FLEMINGTON, NJ – Hunterdon Freeholders got an earful this week from beekeepers, many of whom asked the board to oppose rules proposed by the state that would regulate hobbyist beekeepers.
The state Department of Agriculture drafted the proposed changes, issuing a deadline of today to comment on them.
Kevin Inglin, who lives in East Amwell, was joined by many others from the Northwest New Jersey Beekeepers Association.
“We are all opposed to the proposed amendments” to state beekeeping rules, Inglin said. The changes would create “unreasonable and ambiguous burdens for municipalities” and “does not encourage and enable beekeeping,” he said.
If adopted, the rules would create a bureaucracy and “overburden beekeepers and municipalities alike,” according to Inglin.
Tom Watkinson, who lives in Raritan Township, said he would not be affected by the rules change. That’s because he lives on a 12-acre farm and would be protected by the state’s right-to-farm rules. Still, he said he has 44 questions about “ambiguities and irregularities in the proposal.”
After the Freeholder meeting, Watkinson appeared before the Raritan Township Committee at its regular meeting, where he repeated his concerns and promised to work with the township to also challenge the Department of Agriculture.
According to the N.J. Beekeepers Association, the changes require “extremely low proposed hive densities and severely restricted locations” which it calls “irrational and unsupported by science.” Beekeeping in urban areas would not be allowed and “huge swaths of the urbanized and suburbanized parts of the state would be off-limits to managed honeybees.”
The rules proposals are being driven by “a few unique, isolated complaints which will result in additional onerous regulations to beekeepers,” Inglin said, resulting in the “loss of many hobbyist beekeepers and their beehives.” He argued that the Freeholders should oppose the draft changes.

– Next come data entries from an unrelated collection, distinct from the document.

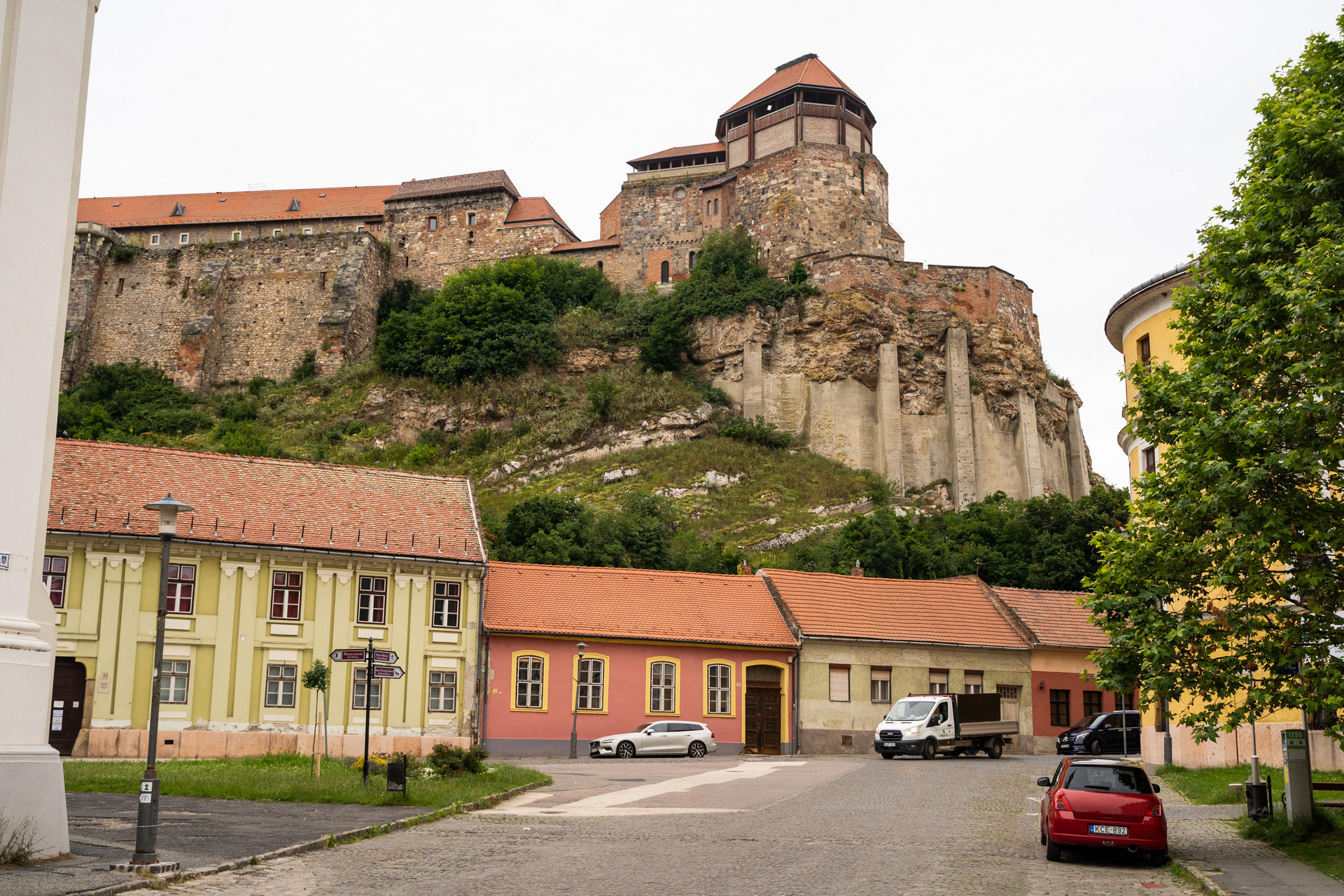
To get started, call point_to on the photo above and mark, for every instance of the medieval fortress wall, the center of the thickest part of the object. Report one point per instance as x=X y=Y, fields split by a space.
x=930 y=375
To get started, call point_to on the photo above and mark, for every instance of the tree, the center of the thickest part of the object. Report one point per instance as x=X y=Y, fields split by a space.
x=1225 y=592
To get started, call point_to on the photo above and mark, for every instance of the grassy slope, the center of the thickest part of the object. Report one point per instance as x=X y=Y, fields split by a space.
x=288 y=778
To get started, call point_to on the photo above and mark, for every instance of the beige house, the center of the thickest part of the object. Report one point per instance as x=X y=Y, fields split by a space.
x=280 y=564
x=867 y=643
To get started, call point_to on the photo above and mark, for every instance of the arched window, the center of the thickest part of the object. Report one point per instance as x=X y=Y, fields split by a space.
x=530 y=682
x=592 y=682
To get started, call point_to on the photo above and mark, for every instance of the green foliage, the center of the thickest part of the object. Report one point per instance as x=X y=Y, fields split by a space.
x=1233 y=562
x=122 y=402
x=756 y=431
x=489 y=321
x=452 y=762
x=1041 y=543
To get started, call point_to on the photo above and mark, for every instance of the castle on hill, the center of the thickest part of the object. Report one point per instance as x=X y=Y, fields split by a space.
x=930 y=375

Therese White of Gladstone told the Freeholders she was a member of team that worked with the state on the rules. She said “unfortunately, much of the information has been incorrect” in a “media blitz” by the New Jersey Beekeeper’s Association.
“These proposed rules allow the towns to have some input, in this home rule state,” White said.

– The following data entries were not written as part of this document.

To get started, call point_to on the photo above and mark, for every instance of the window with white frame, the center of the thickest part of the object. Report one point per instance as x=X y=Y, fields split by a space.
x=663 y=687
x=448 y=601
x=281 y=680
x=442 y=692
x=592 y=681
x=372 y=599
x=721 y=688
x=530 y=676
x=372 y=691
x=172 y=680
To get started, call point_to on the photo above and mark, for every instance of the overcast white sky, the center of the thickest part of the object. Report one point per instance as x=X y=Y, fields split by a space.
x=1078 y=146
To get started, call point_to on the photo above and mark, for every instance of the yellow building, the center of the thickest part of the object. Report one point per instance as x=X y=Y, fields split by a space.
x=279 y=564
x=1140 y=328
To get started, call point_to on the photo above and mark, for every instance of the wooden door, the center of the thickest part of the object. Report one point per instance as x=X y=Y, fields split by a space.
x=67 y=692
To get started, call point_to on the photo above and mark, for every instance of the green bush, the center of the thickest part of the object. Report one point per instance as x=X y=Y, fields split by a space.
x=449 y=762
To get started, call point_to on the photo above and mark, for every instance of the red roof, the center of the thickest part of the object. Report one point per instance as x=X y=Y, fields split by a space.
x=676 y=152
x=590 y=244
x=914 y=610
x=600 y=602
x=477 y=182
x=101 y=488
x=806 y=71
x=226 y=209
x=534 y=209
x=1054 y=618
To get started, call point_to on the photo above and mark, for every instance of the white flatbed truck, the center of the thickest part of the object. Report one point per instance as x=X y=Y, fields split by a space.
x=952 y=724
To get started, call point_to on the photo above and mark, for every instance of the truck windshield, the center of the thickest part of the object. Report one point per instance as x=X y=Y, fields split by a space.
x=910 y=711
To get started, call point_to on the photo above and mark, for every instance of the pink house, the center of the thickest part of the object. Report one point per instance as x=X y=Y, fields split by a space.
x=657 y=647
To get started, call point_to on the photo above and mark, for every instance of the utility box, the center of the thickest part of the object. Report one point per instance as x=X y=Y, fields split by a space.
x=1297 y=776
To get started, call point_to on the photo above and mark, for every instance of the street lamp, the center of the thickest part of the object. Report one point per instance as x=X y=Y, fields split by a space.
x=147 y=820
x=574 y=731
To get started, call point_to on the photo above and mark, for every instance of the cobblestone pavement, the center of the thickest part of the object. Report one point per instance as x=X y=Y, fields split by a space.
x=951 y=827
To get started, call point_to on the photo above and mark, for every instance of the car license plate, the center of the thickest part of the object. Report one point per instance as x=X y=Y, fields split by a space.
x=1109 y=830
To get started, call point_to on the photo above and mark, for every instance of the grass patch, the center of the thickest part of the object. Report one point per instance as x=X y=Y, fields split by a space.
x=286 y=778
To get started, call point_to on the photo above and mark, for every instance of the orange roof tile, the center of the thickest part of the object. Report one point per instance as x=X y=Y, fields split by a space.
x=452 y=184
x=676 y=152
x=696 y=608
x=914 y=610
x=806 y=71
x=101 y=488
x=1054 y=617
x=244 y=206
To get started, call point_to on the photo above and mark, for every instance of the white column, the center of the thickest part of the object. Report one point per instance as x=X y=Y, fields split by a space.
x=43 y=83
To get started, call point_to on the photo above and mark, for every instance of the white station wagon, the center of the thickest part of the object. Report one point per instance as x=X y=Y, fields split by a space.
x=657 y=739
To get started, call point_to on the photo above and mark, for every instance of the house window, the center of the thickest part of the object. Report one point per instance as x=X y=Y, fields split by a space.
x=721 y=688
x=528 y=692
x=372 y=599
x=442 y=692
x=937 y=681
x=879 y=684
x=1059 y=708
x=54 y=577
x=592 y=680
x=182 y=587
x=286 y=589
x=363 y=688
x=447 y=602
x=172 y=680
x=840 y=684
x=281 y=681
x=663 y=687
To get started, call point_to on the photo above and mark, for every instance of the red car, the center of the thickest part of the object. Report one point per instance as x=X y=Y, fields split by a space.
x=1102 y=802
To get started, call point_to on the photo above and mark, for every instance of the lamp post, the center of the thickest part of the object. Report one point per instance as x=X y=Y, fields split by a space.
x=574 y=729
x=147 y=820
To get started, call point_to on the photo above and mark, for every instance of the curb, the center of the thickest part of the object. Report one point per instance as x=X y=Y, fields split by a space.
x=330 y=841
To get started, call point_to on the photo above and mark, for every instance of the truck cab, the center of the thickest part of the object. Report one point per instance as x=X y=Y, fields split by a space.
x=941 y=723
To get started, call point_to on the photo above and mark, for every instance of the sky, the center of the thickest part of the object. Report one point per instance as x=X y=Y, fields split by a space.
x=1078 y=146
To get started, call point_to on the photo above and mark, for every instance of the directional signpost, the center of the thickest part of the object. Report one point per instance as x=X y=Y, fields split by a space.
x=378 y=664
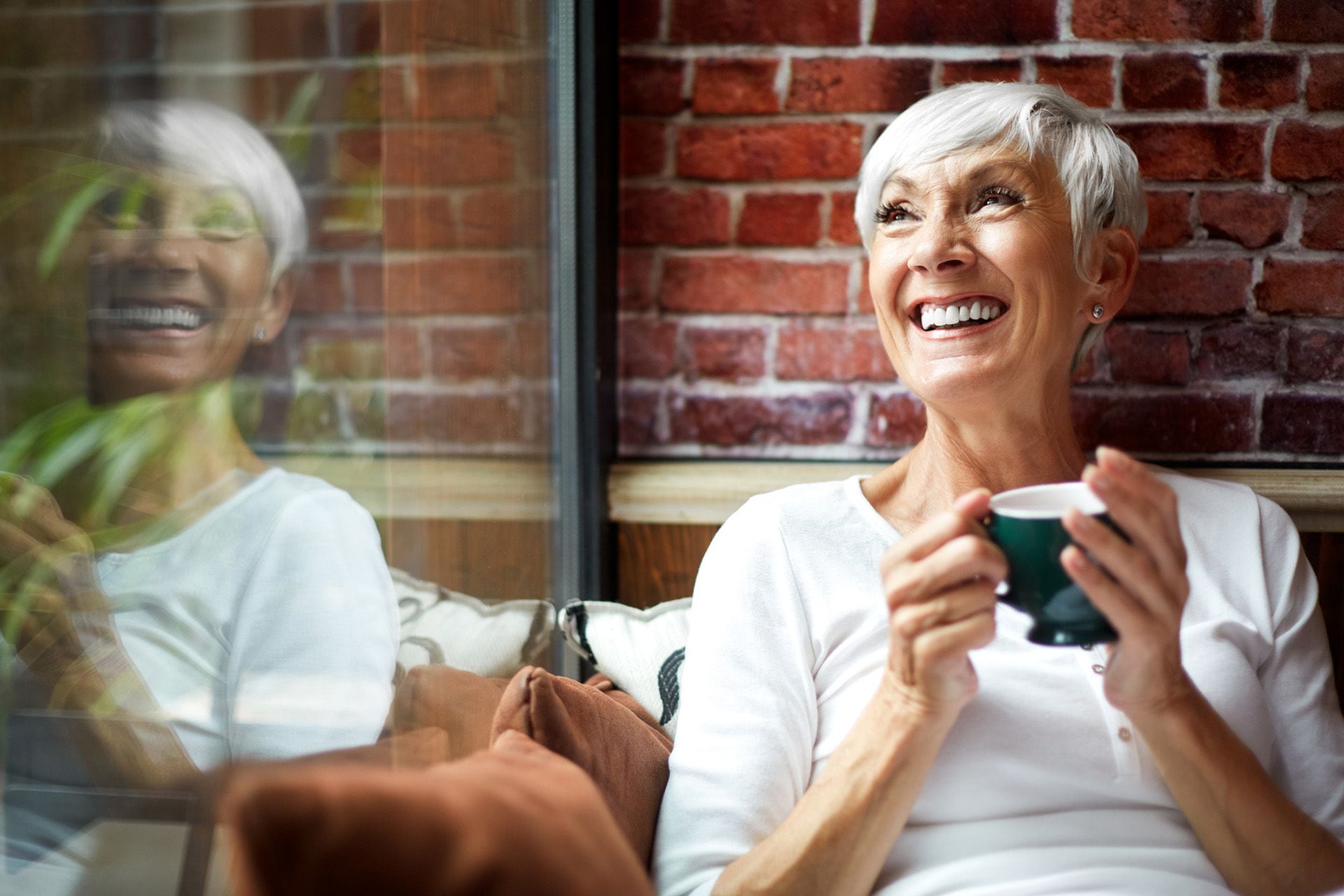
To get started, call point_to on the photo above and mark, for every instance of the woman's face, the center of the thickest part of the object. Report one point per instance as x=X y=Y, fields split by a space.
x=987 y=232
x=181 y=284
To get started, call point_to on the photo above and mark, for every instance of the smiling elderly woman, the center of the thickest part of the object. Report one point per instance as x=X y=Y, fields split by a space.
x=860 y=715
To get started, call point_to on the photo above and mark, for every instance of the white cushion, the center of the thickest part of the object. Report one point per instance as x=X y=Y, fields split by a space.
x=640 y=650
x=492 y=638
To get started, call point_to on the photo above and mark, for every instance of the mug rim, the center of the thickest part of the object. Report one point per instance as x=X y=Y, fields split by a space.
x=1075 y=495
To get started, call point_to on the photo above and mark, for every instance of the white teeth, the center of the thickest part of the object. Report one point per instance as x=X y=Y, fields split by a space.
x=953 y=315
x=150 y=317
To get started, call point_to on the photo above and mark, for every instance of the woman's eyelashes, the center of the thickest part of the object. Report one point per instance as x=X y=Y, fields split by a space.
x=992 y=197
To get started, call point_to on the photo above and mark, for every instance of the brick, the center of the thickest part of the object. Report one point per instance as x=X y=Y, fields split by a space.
x=419 y=222
x=1140 y=355
x=734 y=284
x=1303 y=424
x=638 y=20
x=1308 y=22
x=794 y=419
x=436 y=93
x=635 y=280
x=835 y=354
x=638 y=415
x=858 y=85
x=362 y=352
x=673 y=218
x=651 y=86
x=1196 y=150
x=1315 y=356
x=981 y=70
x=1308 y=152
x=1189 y=288
x=1168 y=220
x=1326 y=83
x=780 y=219
x=426 y=158
x=1008 y=22
x=895 y=421
x=790 y=22
x=1166 y=424
x=647 y=348
x=843 y=230
x=643 y=148
x=736 y=88
x=456 y=284
x=1257 y=80
x=1215 y=20
x=472 y=352
x=1234 y=349
x=1247 y=218
x=400 y=27
x=498 y=218
x=724 y=354
x=320 y=290
x=771 y=152
x=1323 y=222
x=464 y=419
x=1088 y=80
x=1163 y=81
x=1301 y=288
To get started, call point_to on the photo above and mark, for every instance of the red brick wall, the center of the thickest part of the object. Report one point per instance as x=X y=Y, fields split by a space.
x=422 y=324
x=745 y=323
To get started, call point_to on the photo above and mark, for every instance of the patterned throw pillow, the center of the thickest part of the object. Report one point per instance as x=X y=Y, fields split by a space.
x=640 y=650
x=492 y=638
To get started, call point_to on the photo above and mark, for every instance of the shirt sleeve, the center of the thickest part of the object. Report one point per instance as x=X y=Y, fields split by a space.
x=315 y=640
x=1298 y=681
x=749 y=710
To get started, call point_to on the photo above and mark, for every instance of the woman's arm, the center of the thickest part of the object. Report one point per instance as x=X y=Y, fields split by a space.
x=1256 y=836
x=62 y=631
x=940 y=594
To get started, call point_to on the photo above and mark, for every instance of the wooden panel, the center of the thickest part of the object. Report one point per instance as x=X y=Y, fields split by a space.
x=493 y=559
x=657 y=562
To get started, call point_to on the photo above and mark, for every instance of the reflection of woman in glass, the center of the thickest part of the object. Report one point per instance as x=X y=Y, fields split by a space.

On its website, the Beekeepers Association claims that the changes would set “restrictive limits on the number of colonies you can keep or outright banning the ability to keep bees” and “Hobbyist beekeepers will be required to notify nearby neighbors every year that bees are kept on the property.” The result will be “overbearing management practices that are too stringent, scientifically unfounded, and at a significant cost and effort to local beekeepers.”
Judy Gleason of Lambertville asked the Freeholders to neither oppose or support the draft rules. Instead, “simply see what happens with the comments,” she said, and after comments are collected, if changes to the regulations are proposed, “It will go out for comment again. The Freeholders will have an opportunity to - in a more detailed way – give your thinking on what’s going on, rather than just simply opposing.”
White said the rules were prompted by some towns that don’t allow beekeeping and by the “over-zealous” beekeeper, such as her neighbor.
What happens to improperly managed bees? “You have bee infestations in your house with honeycombs in your attic,” she said. “Your children cannot play in your yard because you have swarms in your yard. You have a constant presence of bees in your yard. Every time you go out on your deck, all you have are bees that you’re constantly swatting, not knowing what to do.”
If you have a built-in pool, puddles on the side of the pool attract “30 bees per puddle,” White said. “You cannot use your property the way it was intended to be used.”
Inglin argued that there is “no evidence” that there’s a problem with honeybees “that warrants such an extensive proposal to govern beekeepers.” He called proposed limits on the number of hives a beekeeper can maintain “irrational and unsupported by any science.”
“We want to be partners with the Department of Ag,” he said, and favor the state developing “a standard set of best practices” because “each municipality was going its own way, and there was no consistent application of standards and practices.”
He noted that a single bee hive can pollinate more than 18,000 acres.
“If you live in a three-mile radius of Payne Road and Lilac Drive, “I’ve been pollinating your garden for 20 years and you didn’t even know it,” said Robert Simonofsky of Clinton Township. Another beekeeper on Allerton Road covers another three-mile radius, he said.
The controversy is personal for Freeholder Matt Holt, who noted that he grew up on a family farm at the corner of Payne Road and Lilac Drive. His family raised bees on the farm, he said, but he noted that in the nearly 50 years since then, “we’ve watched Hunterdon County evolve and change.
“At the moment, it’s not ready,” Holt said of the draft changes. “It needs more conversation, and needs more opportunity to find the balance between beekeepers and non-beekeepers,” which the resolution unanimously adopted by the Freeholders proclaims.
The resolution also states that, “Gentle strains of honey bees can be maintained without creating a detriment to public health and safety, and, in fact, the New Jersey Beekeeper Association has been keeping bees at Deerpath/Round Mountain Park for decades without one complaint or report of stinging.”